Changes are needed to ensure more people with lived experience of mental health are involved in the care sector to provide a better balance between the needs of consumers, carers and mental health professionals.
 
 That’s the recommendation made by a group of University of South Australia (uniSA) researchers in a recent report on the Australian mental health and suicide prevention system. 

The report, which was commissioned by the National Mental Health Commission, sought to explore how the concepts of person-centred care, and consumer-directed care are being conceptualised and experienced in Australia’s mental health and suicide prevention systems. 

 Organisational change

The suggestion was one of eight recommendations included in the report with the group also calling for a national program for strengthening leadership and championing for organisational change in public mental health services, as well as the promotion and funding of crisis response models that emphasise dignity, personal safety and cultural safety. 

 

The director of UniSA’s Mental Health and Suicide Prevention Research and Education Group Professor Nicholas Procter, described mental health and suicide-related crisis as “unique areas of human experience” and noted they require specifically designed care and comfort approaches.


Dr Procter


 Dr Procter said that carers, providers and other clinical staff with lived experience will improve the quality of decision-making and credibility of their perspectives.
 
“While current care models enable involuntary care for people in emergency situations, there are urgent reforms required to transform the care experience to ensure that care consistently empowers, maximises consent and autonomy, and maintains a positive, ‘compassion first’ connection between consumers, carers and providers.”

 

“The experience of care should not be traumatising, restrictive, disempowering, or burdensome. Practitioners need the professional guidance, organisational and work role structures, supports, time and resources to meet their expectations of high-quality recovery-orientated care,” he said.
 
 Dr Procter said care can be particularly complex as staff are supporting clients who have very significant mental health conditions. 

 

Systems need to provide care that responds to drivers of distress, the wishes of the person, care that builds clients’ capacity and enables psychological safety for them, families and kin, and staff, he said.


 “Leaders with lived and living experience – people who have a personal perspective and experiences of significant mental health and suicide-related issues and distress – can help design and build care systems because they have the unique wisdom and insights to offer.

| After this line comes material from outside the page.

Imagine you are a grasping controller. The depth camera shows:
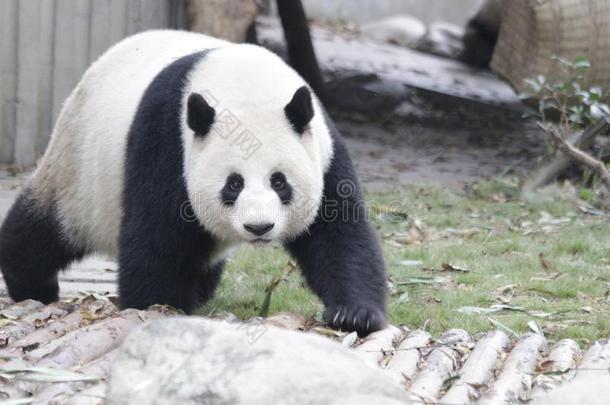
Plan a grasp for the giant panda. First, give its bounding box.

They can help balance clinical and consumer perspectives.” 

 Lived leadership

Co-researcher at UniSA, Dr Mark Loughhead, said that lived experience leadership will have many advantages.


 “People who have a lived experience of mental health and recovery are often more in tune with the different interests and conflicts within organisations and communities and can advocate for improved services,” said Dr Loughhead.


 “Lived experience is all about promoting personhood and humanity. It challenges long-held stigmas associated with mental health to ensure we ‘see the person, not the label or work title’ which is a much more inclusive model of consumer care, and a best-practice initiative to deliver mental health supports.”